The market has been a bull market for the better part of seven years. I used this cool calculator to show that the annualized return for the S&P 500 is almost 11% from 2009 through present day. Even crazier, if you reinvested the dividend returns, the annualized return is over 13%!
Wow… That is an incredible return.
That means if you had $100,000 in the S&P 500 in 2009, it would be worth over $230k today (August 2017.) I started contributing to my 401(k) in 2011 and I just checked my annual rate of return. My portfolio returned 11.94% annually since 2011. Below is my current asset allocation, which I have adjusted over the years. I started contributing to the Vanguard 2050 target date fund and I changed to mostly Vanguard Index funds over the last two years:
My plan recently offered the well-known VTSAX index fund. It looks like I still need to transfer a little more out of the Vanguard 500 Index (which is a solid fund) to the Vanguard Total Stock Market Index (VTSAX).
Is a market crash coming?
Will the market crash soon? Sure, it could. However, I’m not worried because I am only 29 and I am early in my investment journey. Investing for the long-haul is something I firmly believe in because the history of the stock market returns is really quite good.

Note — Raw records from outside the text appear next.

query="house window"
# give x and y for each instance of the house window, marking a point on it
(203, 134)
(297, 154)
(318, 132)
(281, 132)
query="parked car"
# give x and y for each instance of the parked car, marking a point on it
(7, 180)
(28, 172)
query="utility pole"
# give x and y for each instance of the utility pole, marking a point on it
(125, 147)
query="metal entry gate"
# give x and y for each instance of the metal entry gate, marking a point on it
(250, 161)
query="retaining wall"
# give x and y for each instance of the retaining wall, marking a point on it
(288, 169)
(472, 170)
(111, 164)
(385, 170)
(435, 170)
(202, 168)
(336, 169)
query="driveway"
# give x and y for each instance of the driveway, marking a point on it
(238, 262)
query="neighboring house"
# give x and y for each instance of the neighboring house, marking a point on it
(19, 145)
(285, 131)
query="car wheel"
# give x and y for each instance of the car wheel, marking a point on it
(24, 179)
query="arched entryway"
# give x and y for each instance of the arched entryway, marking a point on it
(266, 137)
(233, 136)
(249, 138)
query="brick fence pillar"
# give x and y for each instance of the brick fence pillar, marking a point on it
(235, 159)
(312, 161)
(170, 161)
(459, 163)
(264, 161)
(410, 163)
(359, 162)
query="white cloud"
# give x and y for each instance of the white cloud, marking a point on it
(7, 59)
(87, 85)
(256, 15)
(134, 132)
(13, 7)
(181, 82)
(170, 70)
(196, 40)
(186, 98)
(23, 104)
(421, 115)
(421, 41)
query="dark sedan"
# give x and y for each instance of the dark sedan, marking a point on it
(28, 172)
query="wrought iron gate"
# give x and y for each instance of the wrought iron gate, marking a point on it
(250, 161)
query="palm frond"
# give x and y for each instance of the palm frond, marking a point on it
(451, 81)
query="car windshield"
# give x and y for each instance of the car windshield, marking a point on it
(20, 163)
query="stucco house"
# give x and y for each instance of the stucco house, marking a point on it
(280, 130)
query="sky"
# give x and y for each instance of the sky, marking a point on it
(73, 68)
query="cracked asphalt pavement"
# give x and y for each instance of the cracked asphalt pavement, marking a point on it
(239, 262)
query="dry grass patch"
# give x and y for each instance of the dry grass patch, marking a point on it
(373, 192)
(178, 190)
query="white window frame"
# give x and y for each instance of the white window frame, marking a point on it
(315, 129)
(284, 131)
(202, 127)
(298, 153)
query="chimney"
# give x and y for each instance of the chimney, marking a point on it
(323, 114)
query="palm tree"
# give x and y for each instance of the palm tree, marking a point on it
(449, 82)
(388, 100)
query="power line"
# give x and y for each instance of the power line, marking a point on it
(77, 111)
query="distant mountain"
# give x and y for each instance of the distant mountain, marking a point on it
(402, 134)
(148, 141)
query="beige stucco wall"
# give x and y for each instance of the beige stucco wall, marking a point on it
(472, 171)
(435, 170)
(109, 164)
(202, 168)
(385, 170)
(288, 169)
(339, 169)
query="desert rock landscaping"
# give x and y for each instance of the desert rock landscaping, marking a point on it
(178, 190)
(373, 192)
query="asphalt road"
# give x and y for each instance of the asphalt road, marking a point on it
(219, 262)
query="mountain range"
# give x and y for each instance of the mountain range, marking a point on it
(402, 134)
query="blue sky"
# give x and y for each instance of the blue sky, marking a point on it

When it comes to investing, one person comes to mind that has been pretty successful – Mr. Warren Buffet.
What does Mr. Warren Buffet think about investing in the stock market?
First of all, Warren Buffet is the man. I somehow came across an article Warren Buffet wrote for the New York Times in October of 2008 named Buy American. I am. To summarize Mr. Buffet’s article on investing in the stock market:
Over the long term, the stock market news will be good. In the 20th century, the United States endured two world wars and other traumatic and expensive military conflicts; the Depression; a dozen or so recessions and financial panics; oil shocks; a fly epidemic; and the resignation of a disgraced president. Yet the Dow rose from 66 to 11,497.
Simply put, negative events will happen in this world that will likely affect how the stock market performs. Recently, we had the dot-com crash in 2000 where the market toppled 78%. This was followed by the housing market crash in 2007-2009, where the S&P 500 declined roughly 57% over this period of time.
From 2000 through 2017, the VTSAX fund from Vanguard has returned about 10% each year on average. Yes, this DOES include the two market crashes. This is a superb return and if you have been invested in the stock market over this time, you will also have performed very well.
So how do you invest in the stock market but ensure you have the correct amount of diversification?
Index funds and passive investing. If you want to learn more, I’ve written two book reviews on books that discuss passive investing.
A third book that I read that I haven’t written a review on is The Simple Path to Wealth: Your road map to financial independence and a rich, free life by JL Collins. JL’s book is extremely popular, and many of the same principles that are discussed in JL’s book are similar to Scott’s book and Daniel’s book.
The chief principle is to invest in low-cost index funds in a “set it and forget it” or passive type implementation. I only have seven years of investing experience, so I am by no means an expert. I review my asset allocation every 3 to 6 months.
From reading these books, which I highly recommend, I’ve seen how passive investing has been successful for others.
Index funds enable you to invest in a single fund with exposure to many different companies. Taking Vanguard VTSAX as an example, this single fund offers exposure to the U.S. equity market, including small-, mid-, and large-cap growth and value stocks. With an expense ratio of 0.04%, you are basically getting access to this fund for free.
Back to Mr. Buffet…
Even though Warren Buffet has made a fortune picking stocks, he too agrees that passive investing is a solid approach. In Mr. Buffet’s Will, he advises his team to invest his fortune in low-cost index funds so his wife doesn’t have to worry about what to do with the money.
So what do you think Mr. Buffet would do today with the bull market we have going on?
Continue to invest in the stock market? Or pull back into bonds?
I would venture to guess Mr. Buffet would still support investing in the stock market because of his final remark in his 2008 article Buy American. I am:
“I don’t like to opine on the stock market, and again I emphasize that I have no idea what the market will do in the short term. Nevertheless, I’ll follow the lead of a restaurant that opened in an empty bank building and then advertised: “Put your money where your mouth where your money was.” Today my money and my mouth both say equities.”